AWS Redshift Interview Questions and Answers

Amazon Redshift is the most widely used cloud data warehouse. These questions cover architecture, performance, SQL optimization, and modern integrations — the topics that come up most in data engineering and analytics engineering interviews.

Fundamentals

Q1. What is Amazon Redshift and how does it differ from a traditional RDBMS?

Amazon Redshift is a fully managed, petabyte-scale cloud data warehouse optimized for analytical workloads (OLAP). Key differences from transactional databases:

Columnar storage — data stored by column, not row, so analytical queries that read a few columns out of many are dramatically faster
Massively parallel processing (MPP) — query execution distributed across compute nodes
Compression — automatic column-level compression reduces storage and speeds I/O
No row-level locking — designed for bulk loads and large scans, not point lookups or frequent updates
Leader + compute node architecture — the leader node parses SQL and distributes work; compute nodes execute slices of the query

Q2. Explain Redshift’s node architecture.

A Redshift cluster has:

Leader node — receives queries, builds execution plans, coordinates compute nodes, aggregates results
Compute nodes — store data and execute query slices. Each compute node divides its storage into slices (one per vCPU)
Node types — RA3 (managed storage, scale compute and storage independently), DC2 (dense compute, NVMe SSD, fixed storage per node)

RA3 is the recommended type for most workloads as of 2025 because you pay for compute and storage separately.

Q3. What is a distribution style and why does it matter?

Distribution style determines how rows are physically distributed across slices, directly affecting join and aggregation performance:

Style	How it works	Best for
`KEY`	Rows with same key value go to same slice	Large fact-dimension joins on that key
`ALL`	Full copy of table on every node	Small dimension tables (< 3M rows)
`EVEN`	Round-robin across slices	No dominant join key, balanced scans
`AUTO`	Redshift decides based on table size	Default; good starting point

Choosing KEY distribution for frequently joined large tables eliminates data redistribution (data movement) during query execution, which is one of the biggest performance wins.

Q4. What is a sort key and what are the different types?

Sort keys determine the physical order of data on disk. Redshift uses zone maps (min/max metadata per block) to skip blocks that can’t contain query-relevant rows.

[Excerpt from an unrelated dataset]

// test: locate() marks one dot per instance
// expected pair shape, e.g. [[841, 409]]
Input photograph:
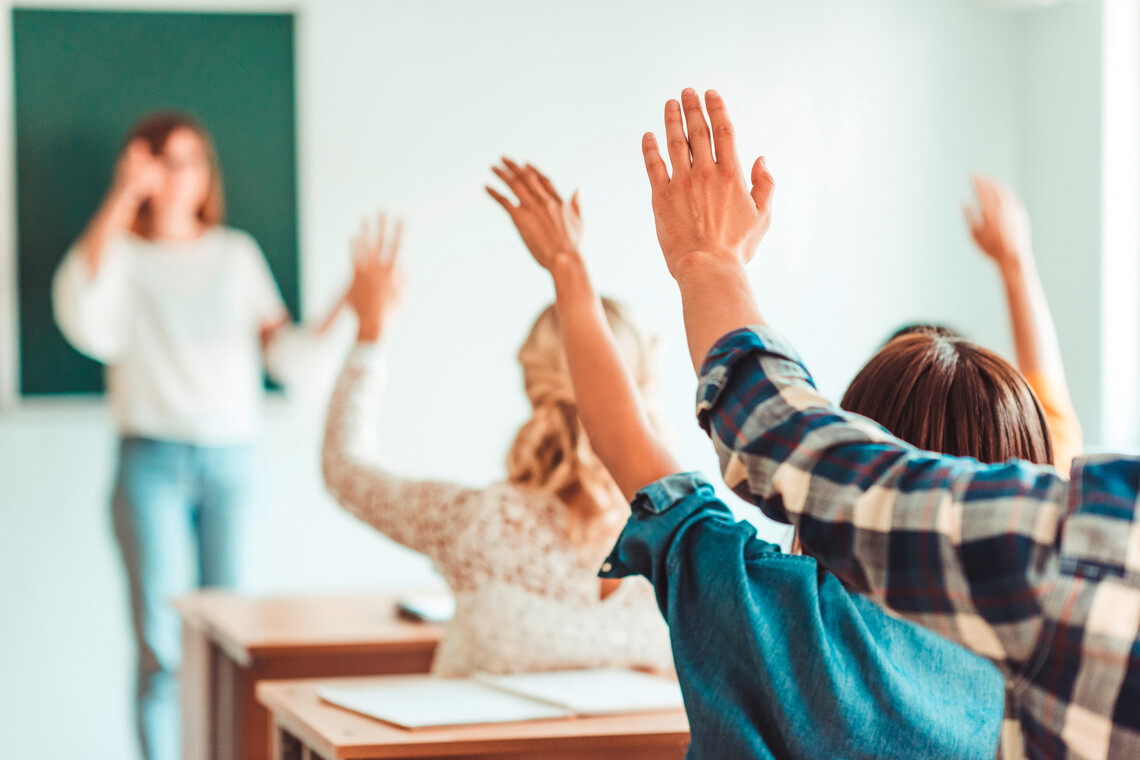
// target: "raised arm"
[[426, 516], [137, 173], [955, 546], [1000, 226], [89, 293], [609, 403], [708, 219]]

Compound sort key — defines a hierarchy of columns. Effective only if queries filter on the leading column. Example: COMPOUND SORTKEY (event_date, user_id) — queries filtering on event_date benefit; queries filtering only on user_id don’t.

Interleaved sort key — weighs each column equally; effective for queries filtering on any combination of columns. Higher maintenance overhead (VACUUM is more expensive).

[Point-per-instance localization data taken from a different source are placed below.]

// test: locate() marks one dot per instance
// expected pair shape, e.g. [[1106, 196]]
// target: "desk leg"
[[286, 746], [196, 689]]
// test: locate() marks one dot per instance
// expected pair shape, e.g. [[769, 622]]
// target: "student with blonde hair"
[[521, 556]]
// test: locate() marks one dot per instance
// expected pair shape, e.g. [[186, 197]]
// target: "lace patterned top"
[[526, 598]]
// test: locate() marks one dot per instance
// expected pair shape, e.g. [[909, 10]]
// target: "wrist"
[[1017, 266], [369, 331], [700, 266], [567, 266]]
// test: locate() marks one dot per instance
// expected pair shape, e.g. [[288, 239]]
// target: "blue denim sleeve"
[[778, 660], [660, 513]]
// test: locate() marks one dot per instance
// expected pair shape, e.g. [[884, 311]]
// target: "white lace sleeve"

Best practice 2025: use compound sort keys with the most common filter column first. RA3 nodes with automatic table optimization (ATO) can recommend sort/distribution keys based on actual query patterns.

Q5. What is VACUUM in Redshift and when should you run it?

Redshift uses MVCC — deleted rows aren’t immediately removed; they’re marked as deleted but still on disk. VACUUM reclaims this space and re-sorts unsorted rows in the sort key order.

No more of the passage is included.